Jungle Trek in Penang National Park
Penang National Park is the smallest national park in the country. Located in the northwest corner of the island it is a mixture of jungle and beaches. We hike regularly back in the US, but have been a bit out of practice since we got to Asia, other than the miles and miles of walking to get around town. We decided it was time to get some mud on our feet and hit the trails.
We took the 101 bus from near where we are staying in Tanjung Tokong. It was RM2.70 a ticket. It's a windy route through Batu Ferringhi and onwards to Teluk Bahang. When the bus gets to a point where it needs to turn around you know you are there. We got off the bus and although we had brought lots of water we knew that for a 3 or 4 hour hike we would need a bit more food in our bellies otherwise we risked some hanger later! Luckily there are some food vendors just outside the gates of the park so we filled up with Roti Canai for me, and something noodley for Iain. (As I have said before we often find we don't know what we are eating - we just eat it!)
After feeling we had the sustenance to go walking we headed to the main entrance. Although there is no charge to use the park, there is a canopy walk that has a small fee but it was closed when we were there. You do need to register with the park officials before you go in. They ask to see your passport but we don't carry ours around. They seemed happy enough with just taking down the number from the pdf copies we keep on our phone. I think it is just a way of them knowing how many visitors they get and where they are coming from.
We decided to hike to Pantai Kerachut, rather than the more popular Monkey Beach. We had read that it was prettier and the trail less used. If you are not up for hiking at all, or just want to hike one way then you can get a boat to and from the beach. We decided we would hike both ways. I would describe the hike as moderate on my scale. We are reasonably fit, but not super hikers and there are a lot of steep grades on the trail, nothing requiring scrambling or ropes, but still some big steps. Not a stroll in flip flops, but not a hardcore jungle trek needing heavy climbing boots either.

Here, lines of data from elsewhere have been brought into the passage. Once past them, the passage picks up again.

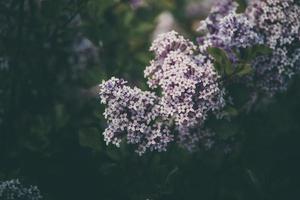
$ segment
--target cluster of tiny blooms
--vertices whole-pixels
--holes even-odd
[[[145,77],[150,87],[162,89],[162,114],[173,117],[177,126],[202,123],[208,111],[223,105],[220,77],[210,59],[194,55],[190,41],[172,31],[160,35],[150,50],[155,59],[145,69]]]
[[[161,95],[132,89],[116,78],[103,82],[100,98],[107,105],[104,116],[108,121],[105,141],[119,146],[126,138],[137,145],[139,154],[147,149],[165,151],[175,138],[192,149],[191,143],[198,142],[202,133],[192,134],[190,128],[201,126],[209,112],[225,104],[220,77],[211,60],[175,31],[159,35],[150,50],[155,58],[144,73],[149,87],[160,88]],[[171,132],[178,132],[178,137]]]
[[[234,13],[238,8],[234,0],[218,0],[213,5],[208,17],[200,22],[199,31],[208,31],[209,34],[218,32],[218,24],[230,13]]]
[[[36,186],[25,187],[18,179],[0,181],[1,200],[41,200],[40,190]]]
[[[178,142],[193,149],[202,133],[190,128],[201,126],[209,112],[225,104],[220,77],[211,59],[175,31],[160,35],[150,50],[155,59],[144,74],[150,87],[162,90],[161,114],[174,120]]]
[[[206,34],[197,38],[197,41],[202,52],[205,52],[208,47],[221,48],[235,63],[237,57],[234,54],[234,49],[238,50],[239,48],[262,44],[263,38],[255,31],[254,23],[248,20],[244,13],[236,13],[236,2],[232,0],[220,2],[217,1],[210,15],[200,22],[198,30]],[[217,20],[211,20],[215,19],[215,16],[219,16]],[[214,27],[214,31],[211,31],[211,27]]]
[[[165,151],[173,136],[168,123],[160,119],[158,97],[126,83],[113,77],[100,85],[101,102],[107,105],[104,117],[108,127],[103,133],[106,143],[119,146],[126,138],[129,144],[137,145],[139,154],[147,149]]]
[[[299,71],[300,7],[293,0],[255,0],[245,13],[273,50],[253,61],[255,73],[249,83],[272,96],[286,90]]]
[[[199,49],[221,48],[235,64],[238,58],[234,50],[265,45],[272,53],[252,61],[254,73],[245,83],[270,96],[285,90],[299,71],[299,6],[293,0],[254,0],[245,13],[237,14],[236,10],[232,0],[216,3],[200,23],[199,30],[207,33],[198,38]]]

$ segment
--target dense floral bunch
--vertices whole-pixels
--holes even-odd
[[[254,86],[274,95],[299,70],[300,7],[293,0],[254,1],[245,13],[273,50],[253,61]]]
[[[202,131],[192,133],[190,129],[201,127],[208,112],[225,104],[220,76],[207,55],[174,31],[160,35],[150,50],[155,59],[145,69],[145,77],[151,88],[162,90],[160,114],[174,119],[178,142],[194,149]]]
[[[223,106],[219,75],[190,41],[172,31],[160,35],[150,50],[155,59],[145,76],[151,88],[162,89],[162,114],[174,117],[177,126],[193,127],[205,120],[208,111]]]
[[[155,57],[144,75],[159,95],[132,89],[116,78],[100,85],[101,102],[107,105],[107,144],[119,146],[126,138],[140,154],[147,149],[165,151],[173,140],[188,150],[199,143],[210,148],[215,134],[205,128],[206,119],[223,116],[222,109],[232,103],[225,101],[225,87],[232,82],[224,82],[215,66],[220,58],[211,48],[225,52],[230,64],[221,65],[228,65],[230,76],[244,74],[238,70],[250,65],[253,73],[240,79],[248,87],[267,95],[286,88],[300,63],[300,8],[293,0],[253,1],[244,13],[237,13],[237,8],[233,0],[218,1],[200,23],[204,35],[198,45],[175,31],[157,37],[150,47]],[[271,53],[245,60],[243,51],[256,45]]]
[[[207,30],[209,34],[218,32],[220,21],[227,15],[235,13],[238,8],[234,0],[219,0],[212,7],[209,16],[200,22],[199,31]]]
[[[119,146],[125,137],[137,145],[137,152],[166,150],[177,131],[178,142],[189,149],[187,143],[198,142],[201,131],[190,134],[189,129],[202,126],[208,112],[224,106],[224,90],[211,60],[197,53],[196,46],[172,31],[163,34],[150,48],[155,59],[145,69],[150,88],[160,87],[157,97],[150,92],[126,86],[116,78],[100,85],[104,112],[109,122],[104,132],[107,143]]]
[[[227,3],[226,3],[227,2]],[[224,10],[220,8],[223,6]],[[231,6],[229,6],[231,5]],[[288,80],[298,71],[300,8],[293,0],[254,0],[245,13],[236,13],[232,0],[217,3],[199,30],[207,31],[198,38],[203,50],[217,47],[225,50],[233,64],[238,62],[234,51],[254,45],[272,49],[269,55],[258,56],[252,61],[254,73],[248,76],[246,85],[260,89],[272,96],[287,88]],[[210,20],[215,16],[218,20]],[[211,31],[214,27],[214,31]]]
[[[1,200],[40,200],[42,196],[36,186],[23,186],[18,179],[0,182]]]
[[[107,104],[104,112],[109,126],[105,130],[106,143],[120,145],[126,137],[127,142],[137,145],[142,154],[147,148],[163,151],[173,140],[167,123],[160,118],[158,97],[151,92],[126,86],[126,81],[111,78],[100,86],[101,102]]]

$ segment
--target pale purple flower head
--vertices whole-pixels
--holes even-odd
[[[173,136],[160,118],[159,98],[126,84],[113,77],[100,85],[101,102],[107,105],[104,116],[108,127],[103,133],[104,140],[120,146],[125,139],[137,146],[139,154],[147,149],[165,151]]]
[[[163,34],[153,42],[156,58],[145,69],[145,77],[150,87],[162,89],[162,114],[174,118],[178,126],[192,127],[224,106],[224,91],[211,60],[197,54],[190,41],[174,36],[177,33]]]
[[[252,63],[255,80],[249,84],[272,96],[286,90],[291,77],[299,71],[300,7],[293,0],[254,0],[246,16],[273,53]]]
[[[237,2],[234,0],[218,0],[212,6],[208,17],[200,22],[199,31],[215,34],[219,30],[219,23],[222,18],[235,13],[238,8]]]

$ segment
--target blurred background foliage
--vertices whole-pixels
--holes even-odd
[[[126,144],[103,142],[96,86],[116,76],[145,89],[153,32],[167,20],[167,28],[193,38],[205,6],[0,1],[0,180],[36,184],[46,200],[300,198],[299,78],[288,92],[216,127],[235,138],[230,153],[172,146],[139,157]]]

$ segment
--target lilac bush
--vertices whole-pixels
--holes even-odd
[[[107,144],[125,139],[140,155],[166,151],[173,141],[190,151],[199,144],[210,149],[216,134],[206,127],[208,118],[222,119],[234,106],[227,87],[239,83],[267,96],[287,88],[299,70],[300,7],[293,0],[264,0],[243,13],[237,8],[233,0],[218,1],[200,22],[197,45],[175,31],[153,41],[144,76],[159,92],[114,77],[100,85]]]

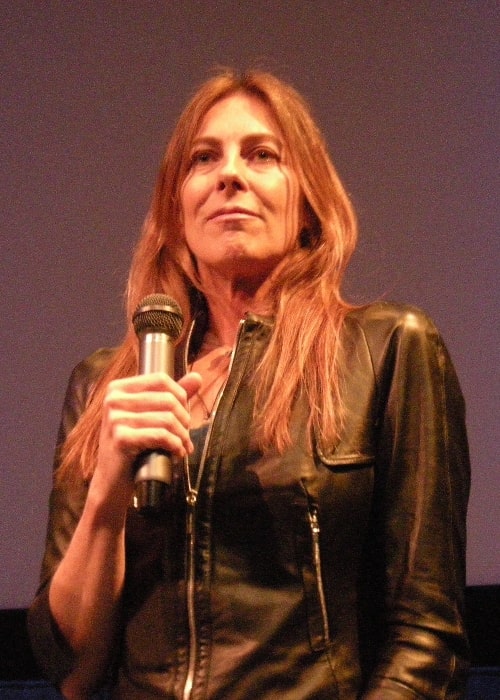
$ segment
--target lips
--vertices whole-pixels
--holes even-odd
[[[216,211],[212,212],[208,217],[208,220],[225,218],[230,219],[237,218],[238,216],[249,217],[258,215],[254,211],[251,211],[250,209],[245,209],[244,207],[222,207],[221,209],[216,209]]]

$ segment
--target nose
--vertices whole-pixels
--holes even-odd
[[[238,154],[228,154],[220,164],[217,189],[239,191],[246,188],[244,162]]]

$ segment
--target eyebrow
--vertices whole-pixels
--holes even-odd
[[[193,139],[193,143],[191,144],[191,147],[193,148],[194,146],[201,145],[201,144],[218,146],[221,143],[221,140],[222,139],[216,138],[215,136],[198,136],[197,138]],[[244,144],[257,143],[259,141],[271,141],[278,148],[280,148],[280,149],[284,148],[283,141],[280,138],[278,138],[277,136],[275,136],[274,134],[271,134],[267,131],[247,134],[242,139],[242,142]]]

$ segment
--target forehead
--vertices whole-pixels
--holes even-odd
[[[237,92],[212,105],[201,121],[196,138],[227,138],[251,133],[281,135],[265,102],[255,95]]]

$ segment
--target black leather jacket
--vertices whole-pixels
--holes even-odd
[[[252,376],[271,330],[256,316],[242,323],[191,474],[196,503],[179,478],[158,521],[130,510],[115,696],[463,697],[469,463],[463,399],[438,332],[414,308],[351,312],[341,440],[316,441],[311,454],[299,398],[293,445],[263,456],[252,435]],[[74,371],[62,439],[109,356],[98,351]],[[48,582],[85,493],[82,483],[51,494],[29,615],[34,650],[55,683],[72,656],[50,617]]]

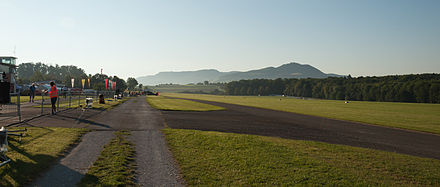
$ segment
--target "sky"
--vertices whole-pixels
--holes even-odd
[[[440,72],[438,0],[0,0],[0,56],[103,69]]]

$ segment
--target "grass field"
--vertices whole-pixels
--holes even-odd
[[[164,129],[189,186],[438,186],[440,161],[313,141]]]
[[[440,104],[302,100],[277,96],[217,96],[163,93],[164,96],[232,103],[300,114],[440,134]]]
[[[172,99],[163,96],[148,96],[147,102],[159,110],[180,110],[180,111],[212,111],[223,110],[224,108],[203,104],[183,99]]]
[[[18,128],[9,128],[9,130]],[[19,142],[10,136],[6,155],[11,162],[0,168],[0,186],[24,186],[47,168],[73,144],[85,129],[30,127]]]
[[[45,97],[47,97],[47,96],[45,96]],[[29,96],[20,96],[20,103],[29,102],[29,101],[30,101]],[[36,101],[41,101],[41,96],[36,95],[34,97],[34,102],[36,102]],[[17,103],[17,96],[11,96],[11,103]]]
[[[115,135],[78,186],[135,186],[134,145],[126,140],[130,133],[118,131]]]
[[[217,85],[160,85],[160,86],[149,86],[149,88],[156,90],[160,93],[180,93],[180,92],[205,92],[210,93],[214,90],[221,88]]]

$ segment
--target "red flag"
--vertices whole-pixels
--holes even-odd
[[[108,79],[105,79],[105,89],[107,90]]]
[[[116,90],[116,82],[113,82],[113,90]]]

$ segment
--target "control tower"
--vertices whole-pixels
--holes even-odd
[[[1,91],[8,90],[9,93],[15,93],[17,80],[16,57],[0,56],[0,84]]]

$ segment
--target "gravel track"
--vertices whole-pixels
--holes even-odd
[[[72,152],[31,186],[74,186],[117,130],[132,131],[129,140],[136,145],[135,172],[140,186],[182,186],[184,183],[160,131],[164,127],[161,112],[150,107],[145,97],[132,98],[107,111],[67,110],[31,120],[22,126],[95,130],[87,133]]]

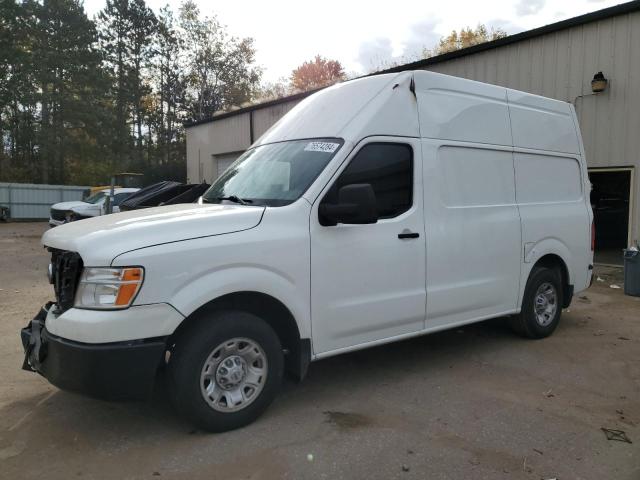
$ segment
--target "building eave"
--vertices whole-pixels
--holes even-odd
[[[640,0],[639,0],[640,1]],[[306,92],[294,93],[293,95],[288,95],[286,97],[276,98],[274,100],[269,100],[267,102],[255,103],[253,105],[247,105],[246,107],[238,108],[236,110],[231,110],[229,112],[218,113],[210,118],[205,118],[202,120],[194,120],[191,122],[185,122],[185,128],[195,127],[197,125],[202,125],[203,123],[216,122],[218,120],[223,120],[225,118],[233,117],[236,115],[242,115],[243,113],[249,113],[254,110],[259,110],[261,108],[273,107],[274,105],[281,105],[283,103],[294,102],[296,100],[302,100],[310,95],[313,95],[316,92],[319,92],[325,87],[316,88],[314,90],[308,90]]]

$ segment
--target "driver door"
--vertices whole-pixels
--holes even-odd
[[[314,204],[311,318],[315,354],[382,341],[425,327],[425,231],[420,143],[371,137]],[[318,207],[340,187],[370,184],[378,221],[323,226]]]

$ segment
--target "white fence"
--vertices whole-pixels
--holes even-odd
[[[0,183],[0,206],[9,207],[14,220],[49,218],[51,205],[82,200],[91,187]]]

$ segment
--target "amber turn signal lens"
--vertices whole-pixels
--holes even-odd
[[[116,297],[115,305],[124,307],[131,303],[133,297],[138,293],[138,289],[142,285],[142,269],[141,268],[125,268],[122,270],[120,277],[120,288]]]

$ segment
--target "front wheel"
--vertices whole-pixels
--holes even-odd
[[[176,341],[169,389],[180,414],[203,430],[224,432],[258,418],[282,383],[280,340],[246,312],[204,315]]]
[[[525,337],[548,337],[560,322],[562,295],[560,272],[553,268],[534,267],[527,280],[522,309],[511,318],[511,326]]]

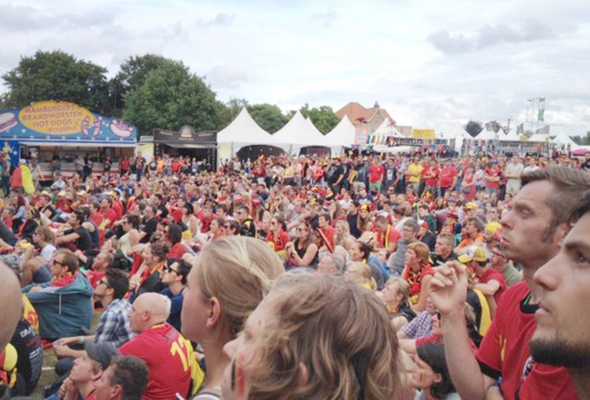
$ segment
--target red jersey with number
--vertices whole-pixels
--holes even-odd
[[[145,400],[176,399],[176,393],[189,397],[192,346],[172,325],[154,326],[125,343],[119,351],[146,362],[150,380],[143,396]]]
[[[536,363],[530,356],[536,323],[532,310],[527,310],[531,306],[524,305],[529,294],[527,284],[521,282],[502,295],[496,319],[477,352],[482,371],[492,378],[502,376],[506,400],[577,399],[565,368]]]

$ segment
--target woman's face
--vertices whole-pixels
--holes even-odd
[[[272,321],[272,299],[267,297],[248,317],[244,324],[244,330],[238,337],[223,347],[225,354],[231,360],[229,366],[225,369],[223,383],[221,384],[224,399],[239,400],[248,398],[252,372],[257,367],[255,365],[255,355],[260,353],[259,346],[261,346],[261,343],[257,339],[267,331],[265,328]],[[265,366],[259,367],[264,368]]]
[[[195,268],[188,275],[184,289],[181,321],[182,334],[189,340],[202,341],[207,334],[207,320],[211,313],[211,300],[203,294]]]
[[[416,252],[412,249],[408,249],[406,251],[406,264],[408,264],[410,267],[419,266],[418,256],[416,255]]]
[[[309,236],[309,229],[305,224],[299,225],[297,234],[299,235],[299,239],[306,239]]]

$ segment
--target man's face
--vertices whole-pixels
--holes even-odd
[[[100,376],[100,365],[86,352],[74,360],[70,378],[77,384],[95,381]]]
[[[534,275],[537,329],[531,354],[542,363],[588,367],[590,360],[590,214],[565,237],[559,253]]]
[[[443,238],[438,238],[436,240],[434,250],[436,251],[436,254],[439,254],[439,255],[447,255],[447,254],[450,254],[452,251],[451,246],[449,246],[447,240],[445,240]]]
[[[131,311],[129,312],[129,325],[131,326],[131,330],[133,332],[141,333],[147,326],[146,321],[148,319],[148,310],[146,310],[146,307],[142,304],[140,298],[137,300],[135,300],[131,306]]]
[[[531,182],[512,199],[502,216],[502,249],[504,255],[524,266],[541,266],[558,250],[551,231],[553,213],[547,199],[554,190],[547,181]]]
[[[53,257],[53,261],[51,262],[51,275],[55,278],[61,277],[68,270],[67,266],[63,263],[63,259],[63,254],[58,254]]]
[[[111,400],[120,398],[118,395],[121,392],[121,387],[119,385],[112,386],[111,379],[113,378],[113,366],[108,367],[100,377],[98,381],[96,381],[96,389],[94,391],[94,396],[96,400]]]
[[[402,239],[403,240],[414,240],[416,237],[416,233],[414,232],[414,229],[412,229],[409,226],[404,226],[402,228]]]

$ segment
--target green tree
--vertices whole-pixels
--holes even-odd
[[[248,107],[248,112],[254,121],[268,133],[275,133],[289,120],[274,104],[254,104]]]
[[[311,119],[315,127],[324,135],[334,129],[338,125],[338,122],[340,122],[340,118],[334,113],[332,107],[329,106],[310,109],[309,105],[305,104],[299,111],[304,117]]]
[[[137,126],[141,135],[156,128],[216,130],[223,104],[199,77],[181,62],[166,60],[149,72],[145,82],[126,96],[123,118]]]
[[[92,111],[109,114],[107,70],[78,60],[62,51],[38,51],[22,57],[18,66],[2,76],[10,107],[25,107],[35,101],[71,101]]]
[[[125,97],[144,84],[148,74],[170,59],[155,54],[132,56],[121,64],[119,73],[109,82],[113,106],[120,113],[125,108]]]

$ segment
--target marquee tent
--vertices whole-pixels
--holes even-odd
[[[511,130],[508,132],[508,134],[504,134],[504,133],[500,133],[498,134],[498,136],[500,136],[500,142],[520,142],[520,135],[518,133],[516,133],[515,131]]]
[[[330,147],[352,147],[356,140],[356,129],[350,119],[345,115],[338,125],[323,137],[326,146]]]
[[[248,146],[272,145],[287,151],[288,147],[271,143],[272,135],[262,129],[244,107],[227,127],[217,133],[218,160],[234,157]]]

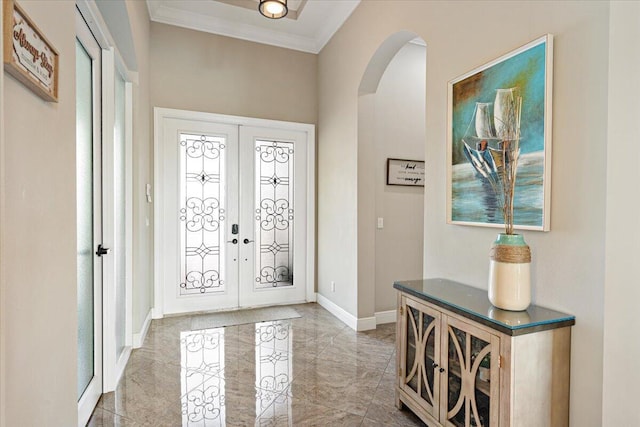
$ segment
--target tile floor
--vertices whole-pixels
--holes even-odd
[[[154,320],[89,426],[414,426],[395,406],[395,324],[354,332],[317,304],[296,319],[192,331]]]

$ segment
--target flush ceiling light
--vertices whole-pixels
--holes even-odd
[[[287,16],[287,0],[260,0],[260,13],[270,19],[280,19]]]

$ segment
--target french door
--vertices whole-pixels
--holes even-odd
[[[163,314],[306,301],[309,133],[156,120]]]
[[[101,50],[76,12],[78,425],[102,395]]]

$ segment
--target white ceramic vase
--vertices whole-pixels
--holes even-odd
[[[489,301],[503,310],[531,304],[531,252],[520,234],[499,234],[489,261]]]

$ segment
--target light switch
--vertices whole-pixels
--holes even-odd
[[[384,218],[378,218],[378,228],[384,228]]]

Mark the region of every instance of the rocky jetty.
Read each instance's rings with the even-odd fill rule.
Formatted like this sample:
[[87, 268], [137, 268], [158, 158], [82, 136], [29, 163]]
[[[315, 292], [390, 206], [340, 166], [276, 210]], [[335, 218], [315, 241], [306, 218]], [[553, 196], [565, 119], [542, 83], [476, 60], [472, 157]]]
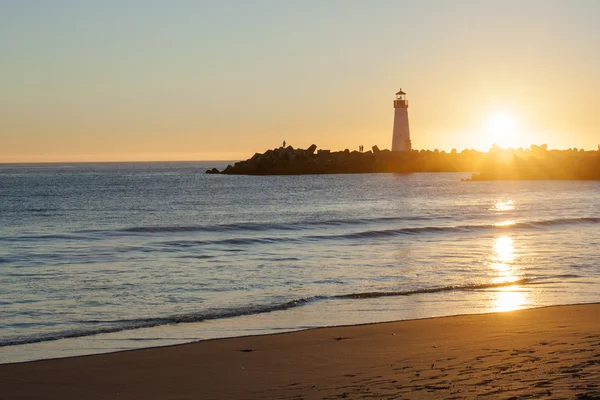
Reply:
[[467, 180], [600, 180], [600, 148], [598, 151], [578, 149], [548, 150], [548, 146], [531, 145], [523, 149], [501, 149], [489, 152], [465, 149], [460, 153], [438, 150], [391, 152], [373, 146], [366, 152], [317, 150], [279, 147], [256, 153], [246, 161], [216, 168], [207, 174], [228, 175], [303, 175], [355, 174], [373, 172], [469, 172]]
[[[302, 174], [344, 174], [365, 172], [388, 172], [391, 152], [380, 152], [377, 146], [373, 151], [318, 150], [312, 145], [308, 149], [294, 149], [292, 146], [256, 153], [246, 161], [229, 165], [222, 174], [246, 175], [302, 175]], [[207, 171], [208, 172], [208, 171]]]
[[[373, 172], [472, 172], [472, 162], [465, 162], [477, 152], [458, 154], [438, 150], [413, 150], [391, 152], [373, 146], [366, 152], [317, 150], [313, 144], [308, 149], [279, 147], [256, 153], [250, 159], [229, 165], [221, 174], [229, 175], [303, 175], [303, 174], [354, 174]], [[462, 160], [462, 161], [461, 161]], [[206, 173], [215, 173], [214, 168]]]
[[381, 157], [375, 157], [372, 151], [360, 153], [348, 149], [335, 152], [316, 150], [317, 146], [314, 144], [308, 149], [294, 149], [292, 146], [288, 146], [267, 150], [263, 154], [256, 153], [249, 160], [230, 165], [221, 173], [298, 175], [379, 172], [385, 170], [380, 165], [383, 161]]

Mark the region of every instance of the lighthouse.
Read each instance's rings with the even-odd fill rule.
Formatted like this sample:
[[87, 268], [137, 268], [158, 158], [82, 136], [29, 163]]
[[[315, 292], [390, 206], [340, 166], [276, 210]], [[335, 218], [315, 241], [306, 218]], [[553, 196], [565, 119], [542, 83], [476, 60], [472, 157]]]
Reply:
[[394, 100], [394, 133], [392, 151], [410, 151], [410, 129], [408, 128], [408, 100], [406, 93], [400, 89]]

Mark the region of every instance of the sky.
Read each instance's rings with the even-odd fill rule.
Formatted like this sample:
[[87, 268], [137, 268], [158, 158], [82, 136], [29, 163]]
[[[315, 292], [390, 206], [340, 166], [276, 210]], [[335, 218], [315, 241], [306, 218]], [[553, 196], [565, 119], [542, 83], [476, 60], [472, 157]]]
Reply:
[[600, 144], [596, 0], [0, 0], [0, 162]]

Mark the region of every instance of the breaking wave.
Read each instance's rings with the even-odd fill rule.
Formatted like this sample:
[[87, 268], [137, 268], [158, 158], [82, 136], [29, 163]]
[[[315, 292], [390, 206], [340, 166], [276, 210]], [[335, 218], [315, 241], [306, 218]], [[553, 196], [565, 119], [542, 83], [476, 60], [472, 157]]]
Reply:
[[338, 295], [321, 295], [313, 296], [308, 298], [294, 299], [281, 303], [263, 304], [263, 305], [250, 305], [246, 307], [235, 307], [229, 309], [213, 309], [201, 311], [198, 313], [189, 313], [181, 315], [172, 315], [167, 317], [157, 318], [139, 318], [139, 319], [124, 319], [124, 320], [86, 320], [81, 321], [82, 324], [88, 325], [84, 329], [72, 329], [59, 332], [46, 333], [41, 335], [29, 336], [29, 337], [12, 337], [4, 340], [0, 340], [0, 347], [16, 346], [31, 343], [47, 342], [59, 339], [78, 338], [86, 337], [104, 333], [115, 333], [127, 330], [139, 329], [139, 328], [152, 328], [163, 325], [173, 325], [181, 323], [195, 323], [208, 320], [233, 318], [244, 315], [257, 315], [265, 314], [274, 311], [289, 310], [296, 307], [302, 307], [317, 301], [322, 300], [362, 300], [378, 297], [393, 297], [393, 296], [413, 296], [420, 294], [431, 294], [440, 292], [450, 291], [470, 291], [470, 290], [486, 290], [486, 289], [497, 289], [508, 286], [528, 286], [528, 285], [541, 285], [552, 283], [553, 279], [568, 279], [578, 278], [579, 275], [556, 275], [545, 278], [535, 279], [519, 279], [510, 282], [502, 283], [471, 283], [466, 285], [457, 286], [441, 286], [441, 287], [429, 287], [415, 290], [399, 290], [399, 291], [387, 291], [387, 292], [362, 292], [362, 293], [347, 293]]

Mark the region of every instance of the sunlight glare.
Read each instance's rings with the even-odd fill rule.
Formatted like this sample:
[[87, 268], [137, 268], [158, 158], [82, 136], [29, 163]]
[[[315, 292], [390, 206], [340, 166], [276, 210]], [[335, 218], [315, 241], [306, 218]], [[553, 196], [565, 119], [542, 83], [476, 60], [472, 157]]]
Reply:
[[514, 146], [517, 121], [505, 111], [496, 111], [488, 117], [487, 130], [492, 142], [502, 148]]
[[518, 285], [519, 275], [514, 265], [516, 259], [514, 242], [509, 236], [501, 236], [494, 240], [494, 254], [491, 257], [490, 267], [495, 271], [496, 284], [514, 285], [499, 287], [494, 291], [491, 308], [493, 311], [513, 311], [523, 308], [527, 304], [527, 294]]
[[497, 238], [494, 250], [496, 251], [496, 262], [506, 264], [515, 259], [513, 240], [508, 236]]
[[509, 221], [497, 222], [497, 223], [494, 224], [494, 226], [500, 226], [500, 227], [502, 227], [502, 226], [512, 226], [514, 224], [516, 224], [515, 221], [509, 220]]
[[512, 200], [502, 201], [497, 200], [494, 206], [490, 208], [491, 211], [511, 211], [515, 209], [515, 202]]
[[525, 293], [518, 285], [503, 287], [496, 295], [494, 311], [514, 311], [526, 304]]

The trails are well signposted and we only saw a few other people out there. We are in the dry season now so the trails were not muddy, I can imagine they get quite treacherous later in the year. The first bit of the hike passes a dirty uninspiring beach on the right before heading into the jungle. But we did see an impressive giant lizard creature, I think maybe a monitor lizard here.
It's shaded pretty much all the way and the biggest difference we noticed from hiking at home, apart from the humidity, was the noise. The jungle is deafeningly loud, it's hard to believe nature can make that happen! After trekking for just under 2 hours we reached the beach. It is very beautiful and we hardly saw anyone else there. Some technicians were there to switch out the batteries in the solar-powered Tsunami detection system and there was a guy watching over the turtle sanctuary, which we took a look around. Apart from that we saw a couple of other visitors and that was it. Some boats offered us rides back to the entrance but we decided to get even more sweaty and walk back instead.
We walked back via the meromictic lake, one of only a few in Asia, it's unusual in that it in the rainy season it has two layers a saltwater one and a fresh water one. The layers don't mix which creates a radically different environment for organisms to live in. Only a few specific species can live in such an environment. Who knew such a thing existed.
The loop past the lake took us back onto the original trail and we retraced our steps back to the entrance. We were out in the park for a good 4 or 5 hours. Just enough time for us to get hungry again and grab some pineapple fried rice and juices from a different food vendor across the street before heading home. It never felt so good to get a seat in the air conditioned bus once we were on our way back.